I'm working on this question:
Let $F$ be a (commutative) field. Show that the ring $F[x]$ of polynomials with coefficients from F has no zero-divisors. In other words, if $P(x)$ and $Q(x)$ are polynomials in $f[x]$, then $P(x)Q(x)$ cannot be the zero polynomial unless either $P(x)$ or $Q(x)$ is the zero polynomial.
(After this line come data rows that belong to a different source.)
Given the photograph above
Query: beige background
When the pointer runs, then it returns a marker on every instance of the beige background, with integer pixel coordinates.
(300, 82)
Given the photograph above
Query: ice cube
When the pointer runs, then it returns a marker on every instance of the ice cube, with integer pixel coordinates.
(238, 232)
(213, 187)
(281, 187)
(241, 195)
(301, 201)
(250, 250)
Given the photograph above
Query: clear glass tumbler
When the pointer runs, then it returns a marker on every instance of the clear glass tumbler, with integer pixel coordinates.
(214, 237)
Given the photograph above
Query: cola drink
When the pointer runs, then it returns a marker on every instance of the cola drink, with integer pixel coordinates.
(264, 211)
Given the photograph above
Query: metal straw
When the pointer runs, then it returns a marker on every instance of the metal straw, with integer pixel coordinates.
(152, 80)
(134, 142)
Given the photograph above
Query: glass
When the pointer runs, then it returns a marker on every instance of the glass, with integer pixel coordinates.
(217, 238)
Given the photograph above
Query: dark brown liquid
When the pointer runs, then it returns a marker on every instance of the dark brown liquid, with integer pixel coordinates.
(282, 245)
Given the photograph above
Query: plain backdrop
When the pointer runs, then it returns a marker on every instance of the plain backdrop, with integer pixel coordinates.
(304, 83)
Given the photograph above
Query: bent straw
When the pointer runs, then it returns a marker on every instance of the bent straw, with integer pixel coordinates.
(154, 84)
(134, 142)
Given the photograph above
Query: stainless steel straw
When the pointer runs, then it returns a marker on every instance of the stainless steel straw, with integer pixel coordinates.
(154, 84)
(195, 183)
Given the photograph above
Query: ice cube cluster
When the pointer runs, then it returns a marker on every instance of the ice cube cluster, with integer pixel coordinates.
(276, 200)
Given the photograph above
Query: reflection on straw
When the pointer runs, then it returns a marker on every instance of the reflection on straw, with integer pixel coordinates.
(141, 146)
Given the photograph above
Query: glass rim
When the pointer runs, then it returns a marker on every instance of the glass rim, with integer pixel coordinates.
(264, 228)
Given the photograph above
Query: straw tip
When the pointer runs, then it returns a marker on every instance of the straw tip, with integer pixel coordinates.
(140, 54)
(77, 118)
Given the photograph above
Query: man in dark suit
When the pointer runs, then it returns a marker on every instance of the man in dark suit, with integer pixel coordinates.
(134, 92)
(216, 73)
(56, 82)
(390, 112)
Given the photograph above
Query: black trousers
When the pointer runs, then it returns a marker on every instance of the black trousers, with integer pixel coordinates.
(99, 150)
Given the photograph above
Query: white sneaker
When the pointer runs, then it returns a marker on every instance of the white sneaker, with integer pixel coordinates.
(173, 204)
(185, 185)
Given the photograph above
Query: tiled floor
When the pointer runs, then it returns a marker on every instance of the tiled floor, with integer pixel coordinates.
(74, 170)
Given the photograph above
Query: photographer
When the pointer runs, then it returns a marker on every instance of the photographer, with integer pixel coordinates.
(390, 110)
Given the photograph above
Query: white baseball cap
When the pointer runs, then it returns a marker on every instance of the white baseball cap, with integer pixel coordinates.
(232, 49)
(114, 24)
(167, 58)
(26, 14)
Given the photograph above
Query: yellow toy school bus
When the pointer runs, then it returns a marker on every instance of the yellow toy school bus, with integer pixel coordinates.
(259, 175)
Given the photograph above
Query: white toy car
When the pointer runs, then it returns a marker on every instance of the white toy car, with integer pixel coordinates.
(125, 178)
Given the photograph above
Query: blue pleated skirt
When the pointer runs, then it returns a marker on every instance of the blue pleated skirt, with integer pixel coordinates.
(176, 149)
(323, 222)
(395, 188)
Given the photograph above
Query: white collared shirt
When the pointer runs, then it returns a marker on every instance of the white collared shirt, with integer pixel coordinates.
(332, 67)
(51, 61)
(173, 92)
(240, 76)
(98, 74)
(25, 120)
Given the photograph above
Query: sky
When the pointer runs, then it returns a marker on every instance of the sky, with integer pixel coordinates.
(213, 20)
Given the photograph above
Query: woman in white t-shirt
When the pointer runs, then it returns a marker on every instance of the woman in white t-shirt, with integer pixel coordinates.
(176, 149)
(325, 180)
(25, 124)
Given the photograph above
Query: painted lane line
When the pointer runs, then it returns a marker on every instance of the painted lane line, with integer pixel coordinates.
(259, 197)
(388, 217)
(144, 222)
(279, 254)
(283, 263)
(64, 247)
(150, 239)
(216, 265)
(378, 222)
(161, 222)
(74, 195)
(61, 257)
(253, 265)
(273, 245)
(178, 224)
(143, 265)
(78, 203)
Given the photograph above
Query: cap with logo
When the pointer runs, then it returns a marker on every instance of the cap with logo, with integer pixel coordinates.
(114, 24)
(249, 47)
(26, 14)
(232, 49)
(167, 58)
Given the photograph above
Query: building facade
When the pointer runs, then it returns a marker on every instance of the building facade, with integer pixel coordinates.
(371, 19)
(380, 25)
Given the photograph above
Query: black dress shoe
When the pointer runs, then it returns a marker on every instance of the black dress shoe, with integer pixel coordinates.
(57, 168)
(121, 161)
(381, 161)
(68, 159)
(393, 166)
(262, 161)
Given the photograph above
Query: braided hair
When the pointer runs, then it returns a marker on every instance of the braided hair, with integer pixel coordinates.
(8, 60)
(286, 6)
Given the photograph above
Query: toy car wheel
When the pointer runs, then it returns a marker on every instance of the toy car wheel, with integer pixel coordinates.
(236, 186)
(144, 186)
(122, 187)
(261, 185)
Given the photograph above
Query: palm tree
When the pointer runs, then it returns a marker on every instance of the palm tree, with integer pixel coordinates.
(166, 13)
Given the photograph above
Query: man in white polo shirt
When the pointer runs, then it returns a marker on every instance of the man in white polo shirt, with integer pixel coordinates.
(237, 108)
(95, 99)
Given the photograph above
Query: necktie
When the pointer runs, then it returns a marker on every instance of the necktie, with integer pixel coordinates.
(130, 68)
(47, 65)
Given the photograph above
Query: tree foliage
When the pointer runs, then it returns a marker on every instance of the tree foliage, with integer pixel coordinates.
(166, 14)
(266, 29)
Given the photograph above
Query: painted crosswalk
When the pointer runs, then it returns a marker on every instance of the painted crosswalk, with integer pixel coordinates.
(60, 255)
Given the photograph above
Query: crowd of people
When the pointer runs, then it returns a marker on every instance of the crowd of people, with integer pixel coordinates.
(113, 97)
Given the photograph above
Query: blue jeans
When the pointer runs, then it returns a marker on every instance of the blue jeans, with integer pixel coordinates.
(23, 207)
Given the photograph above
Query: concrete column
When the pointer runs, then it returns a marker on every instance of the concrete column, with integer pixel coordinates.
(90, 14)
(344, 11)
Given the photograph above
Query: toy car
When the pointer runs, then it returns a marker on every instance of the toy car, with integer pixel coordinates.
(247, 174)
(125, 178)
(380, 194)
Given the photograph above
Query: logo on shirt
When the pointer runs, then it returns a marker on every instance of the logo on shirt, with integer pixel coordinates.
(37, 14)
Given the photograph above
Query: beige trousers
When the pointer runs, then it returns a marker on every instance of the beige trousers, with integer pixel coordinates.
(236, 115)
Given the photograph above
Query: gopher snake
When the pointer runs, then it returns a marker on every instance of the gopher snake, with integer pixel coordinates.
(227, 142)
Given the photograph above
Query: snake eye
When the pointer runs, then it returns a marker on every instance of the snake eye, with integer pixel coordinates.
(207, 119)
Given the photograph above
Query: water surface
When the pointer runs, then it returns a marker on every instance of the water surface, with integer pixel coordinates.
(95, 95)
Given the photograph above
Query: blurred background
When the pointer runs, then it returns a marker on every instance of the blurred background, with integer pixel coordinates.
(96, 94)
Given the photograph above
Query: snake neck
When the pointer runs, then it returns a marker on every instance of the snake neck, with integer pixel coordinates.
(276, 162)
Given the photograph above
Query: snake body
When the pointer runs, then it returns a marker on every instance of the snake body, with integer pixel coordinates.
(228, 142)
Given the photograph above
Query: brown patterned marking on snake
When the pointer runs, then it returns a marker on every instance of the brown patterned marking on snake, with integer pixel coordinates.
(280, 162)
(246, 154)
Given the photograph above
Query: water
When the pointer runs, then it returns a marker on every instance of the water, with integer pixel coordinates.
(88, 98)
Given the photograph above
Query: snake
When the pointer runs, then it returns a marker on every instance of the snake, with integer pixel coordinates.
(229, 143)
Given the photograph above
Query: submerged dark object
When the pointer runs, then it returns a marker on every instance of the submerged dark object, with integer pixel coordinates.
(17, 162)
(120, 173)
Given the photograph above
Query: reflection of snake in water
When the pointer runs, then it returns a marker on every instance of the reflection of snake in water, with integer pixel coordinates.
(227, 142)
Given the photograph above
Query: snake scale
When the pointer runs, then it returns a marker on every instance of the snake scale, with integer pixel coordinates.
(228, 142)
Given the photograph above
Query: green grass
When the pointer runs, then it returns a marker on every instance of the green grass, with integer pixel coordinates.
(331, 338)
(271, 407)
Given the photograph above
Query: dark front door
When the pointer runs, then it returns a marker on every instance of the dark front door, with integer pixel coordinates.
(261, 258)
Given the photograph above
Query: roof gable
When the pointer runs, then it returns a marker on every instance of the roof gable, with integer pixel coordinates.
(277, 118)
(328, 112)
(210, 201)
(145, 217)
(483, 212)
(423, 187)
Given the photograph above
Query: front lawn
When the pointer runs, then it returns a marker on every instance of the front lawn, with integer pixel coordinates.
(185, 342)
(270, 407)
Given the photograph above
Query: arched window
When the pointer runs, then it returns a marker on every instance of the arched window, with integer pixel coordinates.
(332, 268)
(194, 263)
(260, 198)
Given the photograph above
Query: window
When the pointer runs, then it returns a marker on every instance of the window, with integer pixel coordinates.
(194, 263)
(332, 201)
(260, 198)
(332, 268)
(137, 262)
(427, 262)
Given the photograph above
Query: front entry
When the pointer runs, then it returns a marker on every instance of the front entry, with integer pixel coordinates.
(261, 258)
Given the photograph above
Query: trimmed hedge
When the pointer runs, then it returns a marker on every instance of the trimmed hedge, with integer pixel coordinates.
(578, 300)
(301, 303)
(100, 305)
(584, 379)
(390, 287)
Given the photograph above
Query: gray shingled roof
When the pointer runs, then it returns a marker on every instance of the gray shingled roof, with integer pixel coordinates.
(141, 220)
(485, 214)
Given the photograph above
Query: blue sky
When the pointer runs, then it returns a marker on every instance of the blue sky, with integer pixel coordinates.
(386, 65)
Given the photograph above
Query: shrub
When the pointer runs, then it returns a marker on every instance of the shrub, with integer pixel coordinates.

I let $P(x)$ and $Q(x)$ be such polynomials in $F[x]$ such that $$P(x) = a_0x^n + a_1x^{n-1} + ... + a_{n-1}x + a_n$$ and $$Q(x) = b_0x^m + b_1x^{m-1} + ... + b_{m-1}x + b_m$$
Then we have that $$P(x)Q(x) = a_0b_0x^{n+m} + a_0b_1x^{n+m-2}+...$$
I was thinking to split this into $2$ cases, one where I let $a_0 = 0$ and the second where $b_0 = 0$ Is this the right approach?
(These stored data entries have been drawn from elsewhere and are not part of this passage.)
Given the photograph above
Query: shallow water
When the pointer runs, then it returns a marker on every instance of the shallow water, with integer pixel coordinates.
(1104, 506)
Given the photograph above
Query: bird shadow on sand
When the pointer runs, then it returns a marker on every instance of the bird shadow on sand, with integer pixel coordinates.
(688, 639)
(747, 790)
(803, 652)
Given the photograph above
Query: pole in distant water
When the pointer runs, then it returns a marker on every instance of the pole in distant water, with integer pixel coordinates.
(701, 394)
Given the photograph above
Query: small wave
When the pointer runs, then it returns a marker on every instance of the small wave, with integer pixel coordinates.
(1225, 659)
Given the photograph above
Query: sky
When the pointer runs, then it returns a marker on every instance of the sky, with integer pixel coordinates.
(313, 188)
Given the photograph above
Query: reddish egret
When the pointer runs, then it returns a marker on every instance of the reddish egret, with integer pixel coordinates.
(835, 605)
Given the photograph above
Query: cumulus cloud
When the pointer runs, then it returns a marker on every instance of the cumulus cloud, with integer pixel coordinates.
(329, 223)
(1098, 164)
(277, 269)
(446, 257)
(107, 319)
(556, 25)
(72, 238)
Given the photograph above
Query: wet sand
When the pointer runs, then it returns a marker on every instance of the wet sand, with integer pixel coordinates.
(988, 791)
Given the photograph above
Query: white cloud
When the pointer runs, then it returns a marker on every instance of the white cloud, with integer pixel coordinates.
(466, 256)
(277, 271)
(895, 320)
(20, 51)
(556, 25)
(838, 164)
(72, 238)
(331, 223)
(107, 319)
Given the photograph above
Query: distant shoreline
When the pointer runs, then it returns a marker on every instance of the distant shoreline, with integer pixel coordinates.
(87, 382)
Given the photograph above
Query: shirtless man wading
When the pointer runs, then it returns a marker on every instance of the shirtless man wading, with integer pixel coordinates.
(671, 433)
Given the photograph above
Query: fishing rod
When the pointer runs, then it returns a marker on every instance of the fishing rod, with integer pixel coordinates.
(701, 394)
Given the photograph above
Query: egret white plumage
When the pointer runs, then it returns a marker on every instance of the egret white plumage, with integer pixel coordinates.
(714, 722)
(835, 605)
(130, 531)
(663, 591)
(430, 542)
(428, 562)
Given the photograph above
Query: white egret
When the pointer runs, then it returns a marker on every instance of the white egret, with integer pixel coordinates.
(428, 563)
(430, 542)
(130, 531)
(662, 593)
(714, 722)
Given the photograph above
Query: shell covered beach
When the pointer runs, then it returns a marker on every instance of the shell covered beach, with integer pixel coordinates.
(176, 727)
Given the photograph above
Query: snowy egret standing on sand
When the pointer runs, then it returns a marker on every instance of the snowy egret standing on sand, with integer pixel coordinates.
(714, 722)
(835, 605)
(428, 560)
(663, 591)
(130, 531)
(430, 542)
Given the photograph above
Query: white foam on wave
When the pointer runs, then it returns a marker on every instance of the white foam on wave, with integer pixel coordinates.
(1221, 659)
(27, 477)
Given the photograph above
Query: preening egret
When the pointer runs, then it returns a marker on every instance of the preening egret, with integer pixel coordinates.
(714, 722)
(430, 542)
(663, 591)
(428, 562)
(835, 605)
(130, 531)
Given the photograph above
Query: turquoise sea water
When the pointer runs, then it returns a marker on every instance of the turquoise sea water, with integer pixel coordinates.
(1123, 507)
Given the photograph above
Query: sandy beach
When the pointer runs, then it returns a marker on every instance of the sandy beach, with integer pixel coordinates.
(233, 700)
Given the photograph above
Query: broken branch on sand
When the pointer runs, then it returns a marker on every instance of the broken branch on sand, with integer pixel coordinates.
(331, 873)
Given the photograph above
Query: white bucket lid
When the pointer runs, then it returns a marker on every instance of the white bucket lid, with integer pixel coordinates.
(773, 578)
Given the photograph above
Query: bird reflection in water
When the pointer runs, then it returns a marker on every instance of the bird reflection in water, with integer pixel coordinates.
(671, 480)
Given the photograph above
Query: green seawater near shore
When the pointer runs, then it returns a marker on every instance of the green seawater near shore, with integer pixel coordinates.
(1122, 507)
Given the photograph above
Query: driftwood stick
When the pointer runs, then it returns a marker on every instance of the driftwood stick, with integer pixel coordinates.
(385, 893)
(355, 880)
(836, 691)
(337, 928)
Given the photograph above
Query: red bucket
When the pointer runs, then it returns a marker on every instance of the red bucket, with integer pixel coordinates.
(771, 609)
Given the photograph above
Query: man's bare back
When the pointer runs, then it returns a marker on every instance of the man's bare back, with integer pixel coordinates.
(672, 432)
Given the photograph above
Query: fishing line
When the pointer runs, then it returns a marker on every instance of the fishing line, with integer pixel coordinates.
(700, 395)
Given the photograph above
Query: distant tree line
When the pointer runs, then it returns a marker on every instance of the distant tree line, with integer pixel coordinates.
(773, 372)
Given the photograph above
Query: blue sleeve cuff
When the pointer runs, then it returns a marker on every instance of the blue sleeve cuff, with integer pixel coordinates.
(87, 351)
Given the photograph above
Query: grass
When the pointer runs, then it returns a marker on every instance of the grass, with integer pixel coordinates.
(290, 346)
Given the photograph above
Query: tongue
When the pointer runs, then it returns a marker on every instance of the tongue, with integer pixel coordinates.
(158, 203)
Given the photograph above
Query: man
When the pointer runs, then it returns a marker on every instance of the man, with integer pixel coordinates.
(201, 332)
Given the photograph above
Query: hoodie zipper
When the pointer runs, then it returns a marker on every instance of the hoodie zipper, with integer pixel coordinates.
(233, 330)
Taking two nonzero polynomials $P$ and $Q$ such that $\deg P = n$ and $\deg Q = m$, we have $$P(x) = a_0x^n + \dotsb \qquad Q(x) = b_0x^m + \dotsb$$ where $a_0$ and $b_0$ are nonzero. Since $F$ is a field, the product $a_0b_0$ cannot be zero, so the product $PQ$ will be a degree $n+m$ polynomial with leading term $a_0b_0$, so it's not the zero polynomial.